Remix.run Logo
fraXis 5 hours ago

How are you accessing their API? Through OpenRouter, or direct? Are you using DeepSeek v4 Pro? $2 seems a lot cheaper than my own experience accessing them through OpenRouter for over 100 million tokens, but I am using OpenRouter to access v4 pro.

crazylogger an hour ago | parent | next [-]

Cache hit rate dominates your total cost calculation for long agent session, and it largely depends on the provider. Deepseek's native deployment is probably much better than third party in this regard. For v4 pro it's a whopping >100x price difference between normal input vs. cached input tokens.

apatheticonion 3 hours ago | parent | prev | next [-]

I am using Flash and accessing the API directly via vscode insiders and occasionally Zed (it's buggy but I keep coming back to it because I want it to succeed).

Unless you need enterprise multi-model management, I don't see the point in OpenRouter as it just adds cost overhead and you can just self-host an open router alternative (LiteLLM, Bifrost, etc). Running an LLM gateway locally is kind of nice as it allows you to normalize your configurations against your internal gateway - but I haven't really needed to.

fc417fc802 5 hours ago | parent | prev [-]

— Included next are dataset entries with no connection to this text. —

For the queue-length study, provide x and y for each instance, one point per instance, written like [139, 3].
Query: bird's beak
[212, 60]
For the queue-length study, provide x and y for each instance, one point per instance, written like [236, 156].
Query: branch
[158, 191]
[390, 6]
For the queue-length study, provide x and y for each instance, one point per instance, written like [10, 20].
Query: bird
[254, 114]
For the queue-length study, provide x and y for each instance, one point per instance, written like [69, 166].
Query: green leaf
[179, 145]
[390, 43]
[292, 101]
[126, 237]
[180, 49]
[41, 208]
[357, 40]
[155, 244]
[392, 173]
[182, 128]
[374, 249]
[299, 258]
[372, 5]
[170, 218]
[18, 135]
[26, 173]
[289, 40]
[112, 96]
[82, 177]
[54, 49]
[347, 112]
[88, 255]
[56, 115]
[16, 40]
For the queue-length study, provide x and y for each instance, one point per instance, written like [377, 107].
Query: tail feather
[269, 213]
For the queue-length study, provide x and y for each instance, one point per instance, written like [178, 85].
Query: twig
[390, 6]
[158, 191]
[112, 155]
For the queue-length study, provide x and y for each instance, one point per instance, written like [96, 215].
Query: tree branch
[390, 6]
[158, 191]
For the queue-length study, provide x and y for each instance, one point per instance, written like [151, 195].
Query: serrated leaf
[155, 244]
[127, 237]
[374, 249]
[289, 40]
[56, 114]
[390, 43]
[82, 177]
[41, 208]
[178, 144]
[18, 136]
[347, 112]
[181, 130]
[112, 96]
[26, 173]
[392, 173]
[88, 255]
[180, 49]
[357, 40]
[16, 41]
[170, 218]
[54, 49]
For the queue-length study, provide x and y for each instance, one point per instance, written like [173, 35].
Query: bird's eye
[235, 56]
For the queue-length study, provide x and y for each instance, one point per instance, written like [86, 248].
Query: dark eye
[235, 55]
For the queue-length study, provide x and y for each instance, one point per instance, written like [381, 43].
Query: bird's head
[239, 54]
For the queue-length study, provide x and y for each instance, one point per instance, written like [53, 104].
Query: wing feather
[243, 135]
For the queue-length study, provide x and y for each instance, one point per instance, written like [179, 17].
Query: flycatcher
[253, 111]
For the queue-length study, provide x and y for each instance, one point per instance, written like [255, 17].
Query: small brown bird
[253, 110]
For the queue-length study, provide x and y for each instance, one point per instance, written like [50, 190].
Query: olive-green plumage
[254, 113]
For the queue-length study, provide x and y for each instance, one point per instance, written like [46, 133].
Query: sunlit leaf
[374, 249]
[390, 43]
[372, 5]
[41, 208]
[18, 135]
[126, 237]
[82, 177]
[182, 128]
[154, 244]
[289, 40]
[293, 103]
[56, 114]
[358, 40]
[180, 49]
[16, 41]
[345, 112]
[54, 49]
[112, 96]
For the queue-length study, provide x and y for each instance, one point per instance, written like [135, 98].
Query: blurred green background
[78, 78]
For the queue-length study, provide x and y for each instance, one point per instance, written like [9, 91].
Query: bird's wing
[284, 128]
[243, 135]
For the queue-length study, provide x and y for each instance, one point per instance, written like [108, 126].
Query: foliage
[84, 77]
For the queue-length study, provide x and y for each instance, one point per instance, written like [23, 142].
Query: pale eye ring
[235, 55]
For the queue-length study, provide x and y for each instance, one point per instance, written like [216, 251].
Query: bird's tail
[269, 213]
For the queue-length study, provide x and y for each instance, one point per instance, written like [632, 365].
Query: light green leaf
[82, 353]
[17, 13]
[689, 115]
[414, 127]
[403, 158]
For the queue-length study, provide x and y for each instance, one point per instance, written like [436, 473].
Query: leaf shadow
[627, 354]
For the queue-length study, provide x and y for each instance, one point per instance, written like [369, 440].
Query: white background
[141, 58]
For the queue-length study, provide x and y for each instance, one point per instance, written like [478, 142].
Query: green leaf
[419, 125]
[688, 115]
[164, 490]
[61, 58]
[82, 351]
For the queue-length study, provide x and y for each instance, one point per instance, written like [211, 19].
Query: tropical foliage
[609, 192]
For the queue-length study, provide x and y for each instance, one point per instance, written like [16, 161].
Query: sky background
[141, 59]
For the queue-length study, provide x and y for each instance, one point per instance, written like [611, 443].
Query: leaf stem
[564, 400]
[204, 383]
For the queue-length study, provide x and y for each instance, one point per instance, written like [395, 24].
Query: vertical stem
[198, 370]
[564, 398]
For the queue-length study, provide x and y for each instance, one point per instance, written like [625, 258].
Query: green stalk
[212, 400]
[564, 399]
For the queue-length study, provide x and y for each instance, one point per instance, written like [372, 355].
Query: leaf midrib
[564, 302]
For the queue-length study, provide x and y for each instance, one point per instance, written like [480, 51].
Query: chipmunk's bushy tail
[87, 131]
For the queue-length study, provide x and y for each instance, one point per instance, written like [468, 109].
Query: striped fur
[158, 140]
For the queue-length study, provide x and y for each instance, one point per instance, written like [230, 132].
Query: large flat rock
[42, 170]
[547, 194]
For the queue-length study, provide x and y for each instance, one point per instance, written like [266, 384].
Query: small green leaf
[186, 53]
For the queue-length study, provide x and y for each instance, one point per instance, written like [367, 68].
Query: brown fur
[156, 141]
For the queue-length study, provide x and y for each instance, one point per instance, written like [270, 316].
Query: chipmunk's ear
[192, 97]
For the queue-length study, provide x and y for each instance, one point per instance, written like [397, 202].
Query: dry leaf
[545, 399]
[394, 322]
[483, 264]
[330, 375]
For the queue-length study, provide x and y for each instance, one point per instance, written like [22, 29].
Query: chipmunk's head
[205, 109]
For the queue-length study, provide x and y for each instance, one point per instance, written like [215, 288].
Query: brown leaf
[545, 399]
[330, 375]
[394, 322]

Pro is substantially more expensive than flash. In addition, there's wide variance in price with DeepSeek themselves providing the cheapest tokens last I checked (but they train on them). Caching policy also varies by provider. TTL can be as low as 5 minutes or as high as 24 hours and reading from the cache might or might not reset the timer. Whether or not you get a hit makes (IIRC) a 10x (edit: it's actually 50x) price difference in the case of DeepSeek themselves.